Note that this result gives us a proof of Theorem 6.2 (iii) for the nondegenerate case.

A single step of the method #

We have covered most of the mechanics of taking a single step of the simplex method. To make subsequent discussions easier to follow, we summarize our description in a semiformal way.
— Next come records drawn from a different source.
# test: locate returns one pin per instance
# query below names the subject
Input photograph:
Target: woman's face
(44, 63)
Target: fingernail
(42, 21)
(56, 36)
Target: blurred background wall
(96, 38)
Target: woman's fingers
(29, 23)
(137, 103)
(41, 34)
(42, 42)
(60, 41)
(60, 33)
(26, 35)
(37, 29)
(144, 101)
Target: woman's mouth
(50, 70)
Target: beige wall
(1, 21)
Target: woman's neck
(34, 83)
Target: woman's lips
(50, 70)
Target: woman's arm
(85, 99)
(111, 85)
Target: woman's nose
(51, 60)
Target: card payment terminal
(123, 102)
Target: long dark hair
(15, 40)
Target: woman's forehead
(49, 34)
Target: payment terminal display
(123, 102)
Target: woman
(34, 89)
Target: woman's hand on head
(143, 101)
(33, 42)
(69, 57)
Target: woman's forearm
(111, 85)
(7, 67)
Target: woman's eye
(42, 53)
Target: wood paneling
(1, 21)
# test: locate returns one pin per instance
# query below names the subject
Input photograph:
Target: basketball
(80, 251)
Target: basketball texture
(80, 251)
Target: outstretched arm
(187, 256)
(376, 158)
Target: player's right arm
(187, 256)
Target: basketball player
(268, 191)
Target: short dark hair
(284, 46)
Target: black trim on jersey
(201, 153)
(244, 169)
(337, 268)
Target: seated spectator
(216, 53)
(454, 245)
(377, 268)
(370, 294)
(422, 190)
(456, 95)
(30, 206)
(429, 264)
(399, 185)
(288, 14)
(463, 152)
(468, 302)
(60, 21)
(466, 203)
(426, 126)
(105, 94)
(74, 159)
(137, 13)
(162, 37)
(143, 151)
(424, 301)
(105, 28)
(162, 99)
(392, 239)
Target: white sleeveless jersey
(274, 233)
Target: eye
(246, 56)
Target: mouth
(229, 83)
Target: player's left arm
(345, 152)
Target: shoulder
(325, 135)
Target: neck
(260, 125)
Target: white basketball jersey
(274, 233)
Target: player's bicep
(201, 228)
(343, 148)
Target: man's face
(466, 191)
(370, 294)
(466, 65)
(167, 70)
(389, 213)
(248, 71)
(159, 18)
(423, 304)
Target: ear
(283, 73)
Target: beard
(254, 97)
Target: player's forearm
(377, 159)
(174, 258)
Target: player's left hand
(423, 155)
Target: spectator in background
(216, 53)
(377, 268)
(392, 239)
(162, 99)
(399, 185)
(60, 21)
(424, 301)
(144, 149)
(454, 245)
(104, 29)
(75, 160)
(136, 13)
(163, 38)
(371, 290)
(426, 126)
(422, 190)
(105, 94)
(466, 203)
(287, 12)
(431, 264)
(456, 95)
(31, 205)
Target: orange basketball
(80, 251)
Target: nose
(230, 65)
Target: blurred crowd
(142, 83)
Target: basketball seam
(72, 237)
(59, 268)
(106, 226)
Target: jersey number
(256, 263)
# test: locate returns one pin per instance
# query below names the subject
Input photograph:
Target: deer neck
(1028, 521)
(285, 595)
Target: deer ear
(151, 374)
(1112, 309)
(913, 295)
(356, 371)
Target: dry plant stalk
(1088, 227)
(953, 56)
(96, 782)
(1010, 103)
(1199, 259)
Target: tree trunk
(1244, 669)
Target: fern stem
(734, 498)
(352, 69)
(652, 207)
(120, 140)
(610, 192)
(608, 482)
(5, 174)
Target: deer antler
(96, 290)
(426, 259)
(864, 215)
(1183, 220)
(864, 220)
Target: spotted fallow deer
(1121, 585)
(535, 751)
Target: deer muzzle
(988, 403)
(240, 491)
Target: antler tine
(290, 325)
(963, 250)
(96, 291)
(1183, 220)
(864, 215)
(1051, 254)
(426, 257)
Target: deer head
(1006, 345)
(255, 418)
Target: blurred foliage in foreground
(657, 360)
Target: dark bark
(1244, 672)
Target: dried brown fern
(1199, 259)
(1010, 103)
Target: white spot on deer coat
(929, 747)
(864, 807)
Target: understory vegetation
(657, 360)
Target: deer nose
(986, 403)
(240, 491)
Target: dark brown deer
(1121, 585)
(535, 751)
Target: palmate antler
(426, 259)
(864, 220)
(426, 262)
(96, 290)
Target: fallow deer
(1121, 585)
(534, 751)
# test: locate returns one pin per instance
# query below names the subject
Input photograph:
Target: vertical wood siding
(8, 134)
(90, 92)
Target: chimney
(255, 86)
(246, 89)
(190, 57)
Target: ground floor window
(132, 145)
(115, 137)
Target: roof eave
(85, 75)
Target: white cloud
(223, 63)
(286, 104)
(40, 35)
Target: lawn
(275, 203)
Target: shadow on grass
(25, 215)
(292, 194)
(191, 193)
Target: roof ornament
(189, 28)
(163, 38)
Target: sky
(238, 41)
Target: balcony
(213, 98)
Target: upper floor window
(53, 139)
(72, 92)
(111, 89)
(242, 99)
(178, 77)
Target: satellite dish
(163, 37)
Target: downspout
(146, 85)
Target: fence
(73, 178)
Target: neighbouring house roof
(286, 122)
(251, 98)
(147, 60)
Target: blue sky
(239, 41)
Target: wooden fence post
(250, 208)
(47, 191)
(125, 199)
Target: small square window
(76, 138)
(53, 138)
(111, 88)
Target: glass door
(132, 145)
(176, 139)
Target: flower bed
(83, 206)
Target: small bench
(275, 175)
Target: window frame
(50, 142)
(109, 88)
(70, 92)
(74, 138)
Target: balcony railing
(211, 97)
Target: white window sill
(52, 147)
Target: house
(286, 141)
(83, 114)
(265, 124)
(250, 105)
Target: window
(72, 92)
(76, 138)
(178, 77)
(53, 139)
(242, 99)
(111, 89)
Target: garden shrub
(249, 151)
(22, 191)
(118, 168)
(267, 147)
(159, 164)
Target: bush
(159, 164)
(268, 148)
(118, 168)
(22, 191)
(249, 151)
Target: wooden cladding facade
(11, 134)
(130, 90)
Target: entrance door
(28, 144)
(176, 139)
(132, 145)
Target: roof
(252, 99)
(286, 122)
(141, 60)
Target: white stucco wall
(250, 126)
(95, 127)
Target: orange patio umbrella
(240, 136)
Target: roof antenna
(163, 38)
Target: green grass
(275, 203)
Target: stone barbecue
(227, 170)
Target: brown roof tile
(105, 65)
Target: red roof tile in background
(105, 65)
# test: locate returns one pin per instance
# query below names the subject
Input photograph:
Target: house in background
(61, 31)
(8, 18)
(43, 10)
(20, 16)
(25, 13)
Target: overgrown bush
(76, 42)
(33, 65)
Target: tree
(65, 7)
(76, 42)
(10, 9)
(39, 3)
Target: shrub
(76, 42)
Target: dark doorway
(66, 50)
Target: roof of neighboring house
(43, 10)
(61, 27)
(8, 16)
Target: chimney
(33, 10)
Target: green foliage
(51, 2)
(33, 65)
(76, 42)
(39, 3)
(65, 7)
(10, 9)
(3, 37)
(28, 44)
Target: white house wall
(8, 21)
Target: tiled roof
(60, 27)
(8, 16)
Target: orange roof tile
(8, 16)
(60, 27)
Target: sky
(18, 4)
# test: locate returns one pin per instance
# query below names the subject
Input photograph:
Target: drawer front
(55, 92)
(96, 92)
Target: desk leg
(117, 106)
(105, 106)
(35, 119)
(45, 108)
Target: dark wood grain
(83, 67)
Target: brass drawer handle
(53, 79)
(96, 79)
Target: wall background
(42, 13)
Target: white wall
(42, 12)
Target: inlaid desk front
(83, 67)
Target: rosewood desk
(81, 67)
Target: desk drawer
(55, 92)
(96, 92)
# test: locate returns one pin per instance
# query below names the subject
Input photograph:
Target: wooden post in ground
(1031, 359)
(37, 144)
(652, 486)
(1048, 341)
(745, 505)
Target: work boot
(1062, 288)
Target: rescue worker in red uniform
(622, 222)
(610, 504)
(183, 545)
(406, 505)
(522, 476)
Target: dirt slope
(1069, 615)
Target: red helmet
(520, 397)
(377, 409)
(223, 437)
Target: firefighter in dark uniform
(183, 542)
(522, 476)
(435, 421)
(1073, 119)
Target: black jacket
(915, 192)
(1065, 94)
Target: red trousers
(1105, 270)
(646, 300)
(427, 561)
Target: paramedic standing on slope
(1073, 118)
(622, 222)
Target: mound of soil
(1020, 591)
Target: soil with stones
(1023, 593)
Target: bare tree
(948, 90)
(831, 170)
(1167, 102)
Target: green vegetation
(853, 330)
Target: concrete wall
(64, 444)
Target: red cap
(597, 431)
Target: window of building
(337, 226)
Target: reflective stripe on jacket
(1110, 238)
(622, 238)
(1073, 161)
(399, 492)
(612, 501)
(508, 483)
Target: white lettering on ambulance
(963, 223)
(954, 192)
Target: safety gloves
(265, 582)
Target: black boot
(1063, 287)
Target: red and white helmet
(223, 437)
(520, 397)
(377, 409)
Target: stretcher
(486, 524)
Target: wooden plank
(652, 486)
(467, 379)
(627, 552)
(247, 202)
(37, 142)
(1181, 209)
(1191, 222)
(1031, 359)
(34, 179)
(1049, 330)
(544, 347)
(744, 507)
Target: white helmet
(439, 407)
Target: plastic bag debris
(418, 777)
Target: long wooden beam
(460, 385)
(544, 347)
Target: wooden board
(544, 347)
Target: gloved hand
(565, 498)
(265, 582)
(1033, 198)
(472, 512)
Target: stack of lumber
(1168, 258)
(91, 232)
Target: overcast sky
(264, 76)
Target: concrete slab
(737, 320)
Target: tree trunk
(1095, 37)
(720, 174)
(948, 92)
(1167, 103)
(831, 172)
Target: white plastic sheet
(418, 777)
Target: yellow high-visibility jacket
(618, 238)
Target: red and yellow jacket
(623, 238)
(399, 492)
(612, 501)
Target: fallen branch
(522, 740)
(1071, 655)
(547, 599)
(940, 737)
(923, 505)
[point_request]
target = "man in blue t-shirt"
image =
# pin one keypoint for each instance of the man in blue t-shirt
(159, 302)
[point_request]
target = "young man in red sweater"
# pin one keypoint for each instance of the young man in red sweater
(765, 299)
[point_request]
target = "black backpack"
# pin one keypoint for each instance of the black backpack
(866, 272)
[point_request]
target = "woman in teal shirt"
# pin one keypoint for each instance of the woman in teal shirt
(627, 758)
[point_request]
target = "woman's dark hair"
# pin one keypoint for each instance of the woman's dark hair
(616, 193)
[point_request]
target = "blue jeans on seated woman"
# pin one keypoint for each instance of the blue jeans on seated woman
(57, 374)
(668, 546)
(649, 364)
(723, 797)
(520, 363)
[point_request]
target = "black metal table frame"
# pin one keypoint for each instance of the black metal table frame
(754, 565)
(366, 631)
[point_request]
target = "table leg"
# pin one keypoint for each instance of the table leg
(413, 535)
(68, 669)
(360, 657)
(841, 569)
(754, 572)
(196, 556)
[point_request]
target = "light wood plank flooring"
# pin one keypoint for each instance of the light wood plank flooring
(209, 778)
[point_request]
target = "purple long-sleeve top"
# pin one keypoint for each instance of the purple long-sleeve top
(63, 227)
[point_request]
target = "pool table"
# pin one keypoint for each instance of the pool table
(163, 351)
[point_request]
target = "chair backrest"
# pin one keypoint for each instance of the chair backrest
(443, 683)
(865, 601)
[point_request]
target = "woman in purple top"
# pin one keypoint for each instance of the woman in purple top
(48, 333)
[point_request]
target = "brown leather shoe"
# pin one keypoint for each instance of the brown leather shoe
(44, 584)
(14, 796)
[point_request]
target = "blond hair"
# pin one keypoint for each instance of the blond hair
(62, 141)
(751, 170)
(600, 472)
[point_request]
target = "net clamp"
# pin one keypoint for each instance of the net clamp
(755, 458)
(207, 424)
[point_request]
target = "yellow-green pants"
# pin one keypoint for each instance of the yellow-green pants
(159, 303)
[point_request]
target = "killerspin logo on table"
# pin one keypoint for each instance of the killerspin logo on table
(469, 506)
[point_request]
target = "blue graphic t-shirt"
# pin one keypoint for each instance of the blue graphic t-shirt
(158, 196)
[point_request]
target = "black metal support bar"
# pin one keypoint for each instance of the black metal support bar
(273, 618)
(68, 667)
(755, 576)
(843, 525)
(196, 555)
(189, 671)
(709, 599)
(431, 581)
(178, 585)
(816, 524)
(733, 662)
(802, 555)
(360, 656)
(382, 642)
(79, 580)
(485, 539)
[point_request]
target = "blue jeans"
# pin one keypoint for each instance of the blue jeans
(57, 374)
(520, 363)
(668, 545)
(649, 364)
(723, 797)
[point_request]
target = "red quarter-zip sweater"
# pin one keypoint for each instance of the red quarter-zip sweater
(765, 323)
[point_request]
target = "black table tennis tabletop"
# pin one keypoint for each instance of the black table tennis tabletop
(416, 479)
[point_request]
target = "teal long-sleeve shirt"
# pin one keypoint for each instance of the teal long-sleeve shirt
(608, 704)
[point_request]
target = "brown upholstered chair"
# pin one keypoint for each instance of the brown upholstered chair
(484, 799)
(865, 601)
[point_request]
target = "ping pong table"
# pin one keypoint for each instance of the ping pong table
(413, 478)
Procedure: One step of simplex

Given $\mathcal{B}, \mathcal{N}, \mathbf{x}_{\mathrm{B}}=\mathbf{B}^{-1} \mathbf{b} \geq \mathbf{0}, \mathbf{x}_{\mathrm{N}}=\mathbf{0}$;

Solve $\mathbf{B}^{\mathrm{T}} \boldsymbol{\pi}=\mathbf{c}_{\mathrm{B}}$ for $\boldsymbol{\pi}$,

Compute $\mathbf{s}_{\mathrm{N}}=\mathbf{c}_{\mathrm{N}}-\mathbf{N}^{\mathrm{T}} \boldsymbol{\pi}$;

if $\mathbf{s}_{\mathrm{N}} \geq \mathbf{0}$

STOP; (optimal point found)

Select $q \in \mathcal{N}$ with $s_{q}<0$ as the entering index;

Solve $\mathbf{B} \mathbf{t}=\mathbf{A}_{q}$ for $\mathbf{t}$;

if $\mathbf{t} \leq \mathbf{0}$

STOP; (problem is unbounded)

Calculate $x_{q}^{+}=\min _{i \mid t_{i}>0}\left(\mathbf{x}_{\mathrm{B}}\right)_{i} / t_{i}$, and use $p$ to denote the index of the basic variable for which this minimum is achieved;

Update $\mathbf{x}_{\mathrm{B}}^{+}=\mathbf{x}_{\mathrm{B}}-\mathbf{t} x_{q}^{+}, \mathbf{x}_{\mathrm{N}}^{+}=\left(0, \ldots, 0, x_{q}^{+}, 0, \ldots, 0\right)^{\mathrm{T}}$;

Change $\mathcal{B}$ by adding $q$ and removing $p$.

We need to flesh out this description with specifics of three important points. These are as follows.

  • Linear algebra issues-maintaining an LU factorization of $\mathbf{B}$ that can be used to solve for $\boldsymbol{\pi}$ and $\mathbf{t}$.
  • Selection of the entering index $q$ from among the negative components of $\mathbf{s}_{\mathrm{N}}$. (In general, there are many such components.)
  • Handling of degenerate steps, in which $x_{q}^{+}=0$, so that $\mathbf{x}$ is not changed.

Proper handling of these issues is crucial to the efficiency of a simplex implementation.